None of those do as good a job of message passing as QNX,
because the message passing and scheduling aren’t as well
coupled. SRRIPC takes two copies and an extra trip through
the scheduler to do what QNX does with one copy and one context switch.SRRIPC was done for the 2.2x Linux kernel, and it’s not
clear how well it works with the 2.6 kernel. It never really
got out of beta, either. You definitely
want a 2.6 Linux kernel for anything even vaguely real-time. That’s
the one with the low-latency fixes.Still, it’s important to have a migration path from
QNX available.
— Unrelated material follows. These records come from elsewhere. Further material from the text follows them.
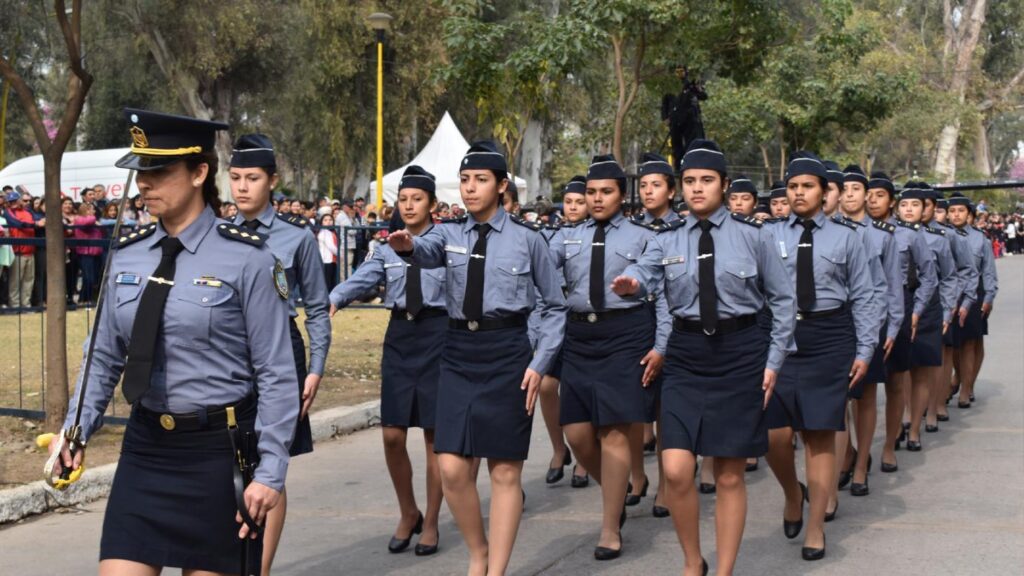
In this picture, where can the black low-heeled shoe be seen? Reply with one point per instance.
(792, 529)
(398, 544)
(558, 472)
(634, 499)
(427, 549)
(811, 554)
We have to be realistic about the future of QNX
since the acquisition.
John Nagle
Hi John,
SRRIPC has been running in production systems for years on 2.4 kernels,
and has been stable on 2.6 kernels for quite some time. People have
successfully ported large, complex QNX4 systems to Linux using the
SRRIPC module with almost no code change.
It does indeed do two copies - once into kernel space, and once back out
again - with every message pass. At some point it becomes memory
bandwidth limited, but this point occurs between 1 and 2 GB per second
on a typical machine. There was a patch floating around for single-copy
messaging in the SRRIPC module, but it was against a quite old version,
so we never incorporated it.
I’m not sure you’re correct about the two trips through the scheduler.
What makes you say that? It looks to me like there are the same number
of scheduling passes as in QNX.
In any case, as you imply, Linux is not truly real-time. There is no
priority inheritance in the SRRIPC module and memory access in the
kernel can cause paging. That’s hardly the point. For a stock Linux
kernel, there is no faster way to do message passing, and no other way
to cleanly get the QNX4 message passing semantics. To give you an idea,
we tested a couple of TCP-based approximations of QNX4 messaging and
they were up to 5000 times slower than the SRRIPC module. They did not
do a good job with proxies (especially proxies on timers), did not
deliver task death notification, and did not offer any help in interrupt
handling.
The SRRIPC module routinely posts performance that shows that it runs at
about half the speed of QNX4 messaging on the same hardware. Blame the
two-copy message passing.
Cheers,
Andrew